突如としてスクリーンに映し出されたラクス・クライン…だと思う人物が、そう言った。たかがそれだけでなに驚いてんだって思うか? そりゃ驚くさ、今スクリーン内には()()()()()()()()()()()が映ってるんだから。

 

しかも、間違いなく二人は別の場所にいて、この配信は録画じゃない。あのオーブ代表の隣にいるラクス・クラインも、今画面端で右往左往してるプラントのラクス・クラインも、どちらも今この瞬間、別々の場所にいる。

 

 

『私と同じ顔、同じ声、同じ名の方がデュランダル議長と共にいらっしゃることは、知っています』

 

 

なんだよこれ…一体どうなってるんだ。

 

 

『ですが、シーゲル・クラインの娘であり、先の大戦ではアークエンジェルと共に戦いました私は、今もあの時と同じかの艦と、オーブのアスハ代表の元におります』

 

 

ミネルバの休憩室はどよめきの嵐だ。
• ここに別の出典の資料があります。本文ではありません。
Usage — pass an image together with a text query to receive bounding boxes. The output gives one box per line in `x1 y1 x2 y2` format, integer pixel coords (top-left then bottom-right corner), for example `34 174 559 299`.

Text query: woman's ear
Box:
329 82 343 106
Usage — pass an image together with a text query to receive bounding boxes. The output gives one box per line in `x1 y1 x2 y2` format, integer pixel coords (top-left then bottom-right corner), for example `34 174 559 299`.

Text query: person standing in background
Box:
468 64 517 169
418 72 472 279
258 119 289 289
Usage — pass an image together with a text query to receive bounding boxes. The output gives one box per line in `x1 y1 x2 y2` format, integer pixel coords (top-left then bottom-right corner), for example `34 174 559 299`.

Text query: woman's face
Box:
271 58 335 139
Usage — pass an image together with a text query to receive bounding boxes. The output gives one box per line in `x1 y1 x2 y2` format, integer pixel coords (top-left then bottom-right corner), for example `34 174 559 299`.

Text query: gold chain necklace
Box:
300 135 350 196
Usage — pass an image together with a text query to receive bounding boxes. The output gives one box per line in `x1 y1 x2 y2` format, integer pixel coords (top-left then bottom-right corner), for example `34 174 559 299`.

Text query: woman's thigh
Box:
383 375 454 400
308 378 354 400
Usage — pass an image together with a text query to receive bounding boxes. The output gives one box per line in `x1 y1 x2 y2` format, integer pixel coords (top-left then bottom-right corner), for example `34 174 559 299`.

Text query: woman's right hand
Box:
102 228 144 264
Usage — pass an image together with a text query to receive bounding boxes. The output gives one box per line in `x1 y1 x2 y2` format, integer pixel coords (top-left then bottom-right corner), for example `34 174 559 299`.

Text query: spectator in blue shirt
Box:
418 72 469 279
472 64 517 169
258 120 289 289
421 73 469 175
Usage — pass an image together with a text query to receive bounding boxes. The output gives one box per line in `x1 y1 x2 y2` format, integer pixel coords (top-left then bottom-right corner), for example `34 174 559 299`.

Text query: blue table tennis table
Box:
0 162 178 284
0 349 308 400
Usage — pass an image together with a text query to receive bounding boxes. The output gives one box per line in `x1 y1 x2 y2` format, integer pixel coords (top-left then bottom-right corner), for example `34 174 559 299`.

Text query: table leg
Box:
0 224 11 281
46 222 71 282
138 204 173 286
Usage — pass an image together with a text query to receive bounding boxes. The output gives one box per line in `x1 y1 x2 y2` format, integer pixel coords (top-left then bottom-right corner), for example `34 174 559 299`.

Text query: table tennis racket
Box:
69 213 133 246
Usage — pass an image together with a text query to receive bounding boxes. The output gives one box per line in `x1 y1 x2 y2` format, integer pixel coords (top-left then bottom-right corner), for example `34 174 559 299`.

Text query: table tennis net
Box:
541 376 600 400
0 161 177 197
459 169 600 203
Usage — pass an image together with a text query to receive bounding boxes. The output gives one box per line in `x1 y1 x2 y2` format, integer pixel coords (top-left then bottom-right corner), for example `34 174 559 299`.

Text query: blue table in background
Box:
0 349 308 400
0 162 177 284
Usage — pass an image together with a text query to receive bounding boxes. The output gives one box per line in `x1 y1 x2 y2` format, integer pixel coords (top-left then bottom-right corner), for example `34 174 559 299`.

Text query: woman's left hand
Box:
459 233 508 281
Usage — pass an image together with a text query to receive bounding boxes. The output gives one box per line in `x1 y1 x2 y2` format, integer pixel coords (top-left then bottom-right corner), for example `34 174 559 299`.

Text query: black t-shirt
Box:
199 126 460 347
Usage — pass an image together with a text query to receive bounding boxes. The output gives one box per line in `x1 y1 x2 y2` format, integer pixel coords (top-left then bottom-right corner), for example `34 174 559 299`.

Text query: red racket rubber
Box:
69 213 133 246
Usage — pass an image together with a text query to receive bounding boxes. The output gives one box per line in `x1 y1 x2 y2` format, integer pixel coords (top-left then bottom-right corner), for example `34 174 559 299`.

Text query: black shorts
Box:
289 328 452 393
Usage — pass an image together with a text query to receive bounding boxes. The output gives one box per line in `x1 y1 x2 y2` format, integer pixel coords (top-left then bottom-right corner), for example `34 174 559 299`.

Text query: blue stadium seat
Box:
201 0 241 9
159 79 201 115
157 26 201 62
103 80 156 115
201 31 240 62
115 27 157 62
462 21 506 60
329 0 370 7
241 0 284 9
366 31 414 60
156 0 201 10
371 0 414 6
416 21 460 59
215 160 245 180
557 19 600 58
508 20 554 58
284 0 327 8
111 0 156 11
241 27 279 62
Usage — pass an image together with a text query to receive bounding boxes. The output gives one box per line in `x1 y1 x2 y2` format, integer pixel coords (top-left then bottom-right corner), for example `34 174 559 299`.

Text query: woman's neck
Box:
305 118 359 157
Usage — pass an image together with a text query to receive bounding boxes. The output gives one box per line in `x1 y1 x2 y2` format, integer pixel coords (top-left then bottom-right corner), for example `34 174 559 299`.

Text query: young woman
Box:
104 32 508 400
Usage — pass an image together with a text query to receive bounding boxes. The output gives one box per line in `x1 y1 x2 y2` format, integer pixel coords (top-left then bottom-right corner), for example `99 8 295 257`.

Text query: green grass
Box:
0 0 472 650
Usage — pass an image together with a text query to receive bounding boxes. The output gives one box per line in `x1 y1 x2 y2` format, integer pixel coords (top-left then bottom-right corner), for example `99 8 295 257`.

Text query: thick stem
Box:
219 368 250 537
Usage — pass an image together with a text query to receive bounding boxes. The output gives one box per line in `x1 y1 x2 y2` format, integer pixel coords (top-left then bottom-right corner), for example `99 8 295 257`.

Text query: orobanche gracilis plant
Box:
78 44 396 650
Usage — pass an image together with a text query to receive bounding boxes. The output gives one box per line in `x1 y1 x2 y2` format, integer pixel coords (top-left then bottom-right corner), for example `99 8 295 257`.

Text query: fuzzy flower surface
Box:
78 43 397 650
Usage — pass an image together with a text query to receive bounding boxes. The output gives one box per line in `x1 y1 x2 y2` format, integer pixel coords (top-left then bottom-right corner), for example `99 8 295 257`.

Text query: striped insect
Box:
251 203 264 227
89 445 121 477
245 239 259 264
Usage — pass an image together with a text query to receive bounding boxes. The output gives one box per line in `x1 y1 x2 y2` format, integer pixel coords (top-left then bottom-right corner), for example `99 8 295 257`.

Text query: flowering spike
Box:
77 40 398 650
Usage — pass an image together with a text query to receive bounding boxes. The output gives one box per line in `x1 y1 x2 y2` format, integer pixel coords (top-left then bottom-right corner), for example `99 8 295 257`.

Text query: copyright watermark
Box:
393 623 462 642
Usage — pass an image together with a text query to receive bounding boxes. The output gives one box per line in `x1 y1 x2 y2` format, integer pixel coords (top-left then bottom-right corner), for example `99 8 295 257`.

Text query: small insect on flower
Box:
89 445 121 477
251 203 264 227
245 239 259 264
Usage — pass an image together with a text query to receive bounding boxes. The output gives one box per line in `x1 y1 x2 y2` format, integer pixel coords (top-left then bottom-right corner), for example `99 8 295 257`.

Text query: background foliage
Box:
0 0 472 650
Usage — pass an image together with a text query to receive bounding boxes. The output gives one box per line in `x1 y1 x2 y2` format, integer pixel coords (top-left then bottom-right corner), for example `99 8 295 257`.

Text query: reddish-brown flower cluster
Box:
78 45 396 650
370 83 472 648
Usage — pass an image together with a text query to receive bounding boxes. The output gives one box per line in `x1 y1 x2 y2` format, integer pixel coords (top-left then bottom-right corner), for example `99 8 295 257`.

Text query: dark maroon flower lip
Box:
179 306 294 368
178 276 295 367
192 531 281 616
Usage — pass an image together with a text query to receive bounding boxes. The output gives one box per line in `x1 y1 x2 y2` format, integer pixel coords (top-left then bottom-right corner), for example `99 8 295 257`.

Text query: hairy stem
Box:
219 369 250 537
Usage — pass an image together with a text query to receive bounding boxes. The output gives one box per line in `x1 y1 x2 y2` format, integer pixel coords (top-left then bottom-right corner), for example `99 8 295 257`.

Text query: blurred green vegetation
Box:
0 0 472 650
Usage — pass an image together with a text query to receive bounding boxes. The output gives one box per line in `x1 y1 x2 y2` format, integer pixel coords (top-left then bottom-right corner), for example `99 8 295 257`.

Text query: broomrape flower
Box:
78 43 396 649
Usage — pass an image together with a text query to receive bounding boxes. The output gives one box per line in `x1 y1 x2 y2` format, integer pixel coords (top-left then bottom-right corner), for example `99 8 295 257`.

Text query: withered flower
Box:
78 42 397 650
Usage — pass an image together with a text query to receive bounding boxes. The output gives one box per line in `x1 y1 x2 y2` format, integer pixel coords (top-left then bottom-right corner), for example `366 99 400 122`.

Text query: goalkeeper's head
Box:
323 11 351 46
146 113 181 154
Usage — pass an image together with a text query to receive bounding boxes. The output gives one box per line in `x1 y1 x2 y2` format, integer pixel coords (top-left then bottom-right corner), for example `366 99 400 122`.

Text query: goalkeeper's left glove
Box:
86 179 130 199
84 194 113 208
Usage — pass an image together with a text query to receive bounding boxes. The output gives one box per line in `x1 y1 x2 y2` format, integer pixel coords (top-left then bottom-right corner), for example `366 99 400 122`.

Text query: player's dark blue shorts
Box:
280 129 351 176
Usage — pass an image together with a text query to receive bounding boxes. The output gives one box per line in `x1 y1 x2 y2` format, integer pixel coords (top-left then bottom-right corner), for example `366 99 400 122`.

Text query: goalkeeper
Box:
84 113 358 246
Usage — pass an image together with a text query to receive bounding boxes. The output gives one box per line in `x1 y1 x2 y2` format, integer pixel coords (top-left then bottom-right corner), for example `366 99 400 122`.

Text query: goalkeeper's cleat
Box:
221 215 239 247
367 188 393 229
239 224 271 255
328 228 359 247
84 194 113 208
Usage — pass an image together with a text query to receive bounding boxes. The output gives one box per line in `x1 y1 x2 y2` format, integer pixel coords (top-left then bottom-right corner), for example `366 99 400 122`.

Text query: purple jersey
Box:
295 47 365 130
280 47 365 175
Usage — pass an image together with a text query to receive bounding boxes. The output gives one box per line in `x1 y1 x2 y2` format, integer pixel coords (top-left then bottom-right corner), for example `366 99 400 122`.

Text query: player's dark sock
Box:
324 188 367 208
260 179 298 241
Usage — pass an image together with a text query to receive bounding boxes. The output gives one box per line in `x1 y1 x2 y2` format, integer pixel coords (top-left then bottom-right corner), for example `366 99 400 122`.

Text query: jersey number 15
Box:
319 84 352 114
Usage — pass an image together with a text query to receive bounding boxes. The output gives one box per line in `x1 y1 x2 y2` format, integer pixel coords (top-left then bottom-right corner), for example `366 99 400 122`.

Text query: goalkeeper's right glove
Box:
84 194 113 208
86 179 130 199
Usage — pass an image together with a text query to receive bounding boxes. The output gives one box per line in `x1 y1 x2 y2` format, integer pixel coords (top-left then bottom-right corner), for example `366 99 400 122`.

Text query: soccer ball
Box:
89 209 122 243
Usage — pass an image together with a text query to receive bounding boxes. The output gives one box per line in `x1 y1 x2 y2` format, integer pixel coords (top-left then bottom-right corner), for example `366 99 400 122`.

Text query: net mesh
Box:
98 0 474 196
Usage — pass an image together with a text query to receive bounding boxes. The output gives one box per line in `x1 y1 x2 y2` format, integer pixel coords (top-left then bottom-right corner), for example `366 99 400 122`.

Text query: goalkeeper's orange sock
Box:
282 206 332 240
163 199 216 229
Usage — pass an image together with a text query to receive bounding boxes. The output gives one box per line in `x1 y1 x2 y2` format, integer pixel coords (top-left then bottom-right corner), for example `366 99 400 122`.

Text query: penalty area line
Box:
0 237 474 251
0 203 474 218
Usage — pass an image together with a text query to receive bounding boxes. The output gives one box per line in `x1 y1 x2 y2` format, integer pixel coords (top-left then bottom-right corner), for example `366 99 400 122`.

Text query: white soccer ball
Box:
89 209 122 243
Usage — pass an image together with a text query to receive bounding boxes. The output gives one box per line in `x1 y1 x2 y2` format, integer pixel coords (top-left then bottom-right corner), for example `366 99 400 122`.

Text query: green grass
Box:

まあ当たり前か、俺だって混乱してる。隣にいるルナが俺にしがみつく感触がなかったら、俺もみんなと同じように驚愕してたかもしれない。

 

 

『彼女と私は違う者であり、その思いも違うということを、まずは申し上げたいと思います』

 

『わ、わたくしはっ』

 

『私は、デュランダル議長の言葉と行動を、支持しておりません』

 

 

…オーブのラクス・クラインの言葉が、なんとか口を開こうとしたプラントのラクス・クラインの言葉を覆い隠すように響く。

 

 

『戦う者は悪くない、戦わない者も悪くない。悪いのは全て、戦わせようとする者、死の商人、ロゴス。議長の仰るそれは、本当でしょうか?』

 

「……っ!? …ち、がう…っ。わるい、の、ロゴス…っ!」

 

 

しまった…っ。 よりによって今のルナに一番聞かせたくない言葉を聞かせたくないニュアンスで言いやがった。腕に感じた感触が消えて、その手は彼女自らの頭に伸びる。

 

 

『それが真実なのでしょうか?ナチュラルでもない、コーディネイターでもない。悪いのは彼、世界…貴方ではないのだと語られる言葉の罠に、どうか陥らないでください』

 

「…ち、がう。ちがうちがうチガウチガうっ!! ロゴスが悪イ…ロゴスが悪いノ…全部…全ブっ!! だってっ!!!」

 

 

錯乱して自分の頭をかき乱すルナの手を取って、優しく抱きしめる。安心させるように、包み込むように。

 

 

「…大丈夫、大丈夫だから。…部屋に戻ろう、ここにいちゃだめだ」

 

 

手を握って、頭を胸に抱き寄せる。俺たちが部屋を出ようとすると、周りがなんとなく道を開けてくれる。それが優しさから来るものなのか、それとも違うものか。

 

まあぶっちゃけ、半分半分ってとこだろうさ。あの日…ヘブンズベースから帰艦した俺たちを…というかルナのインパルスを見て、恐怖を感じなかった奴なんていない。装甲とエクスカリバーに付着した大量の血と肉と臓物。それが何のものだなんて、見たことないやつでも一発で分かる。

 

驚愕して絶句するだけならまだいい、あまりの不快さにその場で吐き出すやつも…まあ仕方ない。でも、一番俺が許せなかったのは、まるでルナを化物みたいな目で見る周りの視線。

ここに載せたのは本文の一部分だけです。